April 1 Devotion

Growing up in a military family, we were constantly being moved. Missouri, Michigan, Colorado, Texas, Germany, etc. My mother and I counted one time. I had 25 different addresses in the first 15 years of my life. I remember being situated for two weeks, then being told to grab your things. Time to move. It was actually an exciting lifestyle. Everyone around us was doing the same thing. That’s just what we thought was normal.

It really wasn’t until we moved into the civilian world that I began to feel unaccepted. The first time I remember that was in Colorado. Although I tried and tried, I wasn’t accepted. I think it was because we lived off base while we were there. I didn’t relate to the civilian families. The second time I felt that, was when we moved back to Missouri. My father was medically discharged due to leukemia. Small-town clicks are hard to break into. Eventually, I was welcomed. It took a couple years. I was welcome, but…I’m not sure I was truly trying to fit into the crowd as “me”. It’s hard to look back at that time in my life and determine if I was being myself or not.
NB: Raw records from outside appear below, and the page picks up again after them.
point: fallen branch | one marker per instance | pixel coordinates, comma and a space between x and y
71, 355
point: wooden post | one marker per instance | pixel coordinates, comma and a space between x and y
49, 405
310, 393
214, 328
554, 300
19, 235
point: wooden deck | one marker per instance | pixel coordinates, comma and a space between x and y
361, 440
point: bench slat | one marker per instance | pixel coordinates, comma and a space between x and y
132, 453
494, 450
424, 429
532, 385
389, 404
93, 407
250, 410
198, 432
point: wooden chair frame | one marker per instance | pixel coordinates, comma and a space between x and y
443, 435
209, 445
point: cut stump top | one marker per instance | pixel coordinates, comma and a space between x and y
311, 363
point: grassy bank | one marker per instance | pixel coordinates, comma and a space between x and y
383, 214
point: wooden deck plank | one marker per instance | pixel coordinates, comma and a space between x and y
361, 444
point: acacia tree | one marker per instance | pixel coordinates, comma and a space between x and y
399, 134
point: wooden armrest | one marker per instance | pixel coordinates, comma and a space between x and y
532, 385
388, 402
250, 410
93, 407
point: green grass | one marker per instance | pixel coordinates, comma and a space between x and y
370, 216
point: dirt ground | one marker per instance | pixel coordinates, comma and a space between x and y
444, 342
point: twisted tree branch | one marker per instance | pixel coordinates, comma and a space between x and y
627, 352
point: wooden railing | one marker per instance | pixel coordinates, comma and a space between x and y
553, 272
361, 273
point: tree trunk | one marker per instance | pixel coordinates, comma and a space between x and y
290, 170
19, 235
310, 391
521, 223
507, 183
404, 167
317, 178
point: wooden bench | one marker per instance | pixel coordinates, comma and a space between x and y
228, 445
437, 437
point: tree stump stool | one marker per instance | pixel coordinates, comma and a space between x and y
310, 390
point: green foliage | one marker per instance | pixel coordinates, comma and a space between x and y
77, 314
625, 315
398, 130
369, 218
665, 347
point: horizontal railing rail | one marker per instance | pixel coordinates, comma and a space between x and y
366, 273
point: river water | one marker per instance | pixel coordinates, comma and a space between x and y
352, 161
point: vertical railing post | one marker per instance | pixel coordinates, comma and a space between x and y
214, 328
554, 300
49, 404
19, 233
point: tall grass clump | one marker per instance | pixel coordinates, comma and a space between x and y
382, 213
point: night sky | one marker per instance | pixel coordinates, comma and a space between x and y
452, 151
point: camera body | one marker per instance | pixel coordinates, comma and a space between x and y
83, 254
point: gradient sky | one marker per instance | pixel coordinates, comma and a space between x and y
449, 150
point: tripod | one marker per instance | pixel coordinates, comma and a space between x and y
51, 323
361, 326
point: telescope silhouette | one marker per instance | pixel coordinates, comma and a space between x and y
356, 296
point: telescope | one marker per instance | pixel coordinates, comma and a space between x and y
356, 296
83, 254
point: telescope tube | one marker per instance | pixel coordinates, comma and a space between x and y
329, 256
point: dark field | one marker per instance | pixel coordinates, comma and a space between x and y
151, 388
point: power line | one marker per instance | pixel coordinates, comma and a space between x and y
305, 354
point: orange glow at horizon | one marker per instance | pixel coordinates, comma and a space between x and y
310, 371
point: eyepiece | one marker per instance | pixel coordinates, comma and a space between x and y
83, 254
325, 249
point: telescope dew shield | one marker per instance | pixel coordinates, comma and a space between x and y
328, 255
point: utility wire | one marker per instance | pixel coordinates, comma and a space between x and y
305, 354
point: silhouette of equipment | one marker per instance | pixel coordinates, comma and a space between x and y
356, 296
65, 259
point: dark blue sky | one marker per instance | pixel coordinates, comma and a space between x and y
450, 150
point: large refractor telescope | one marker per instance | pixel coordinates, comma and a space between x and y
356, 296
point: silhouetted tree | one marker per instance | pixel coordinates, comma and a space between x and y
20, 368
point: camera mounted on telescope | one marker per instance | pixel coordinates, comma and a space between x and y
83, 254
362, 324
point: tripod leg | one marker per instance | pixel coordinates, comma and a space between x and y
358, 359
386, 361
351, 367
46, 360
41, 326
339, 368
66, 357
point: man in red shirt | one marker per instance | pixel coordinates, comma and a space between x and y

But just imagine with me for a moment. What must be like to constantly try to gain acceptance by others? No matter what you do, you are not welcome. No matter how you treat others, you are not welcome. You don’t meet their expectations. Although you try, and try, and try. It’s never enough. There are people going through that all the time. It is unfortunate. What we must realize is that we will only feel true personal satisfaction when we find our identities in God. His love for us will never waiver. We will always be welcome. So today let’s focus on God. Let’s pray to God. Let’s surrender to God. Let’s find our identities in God. And let’s feel welcome and have a real sense of personal satisfaction.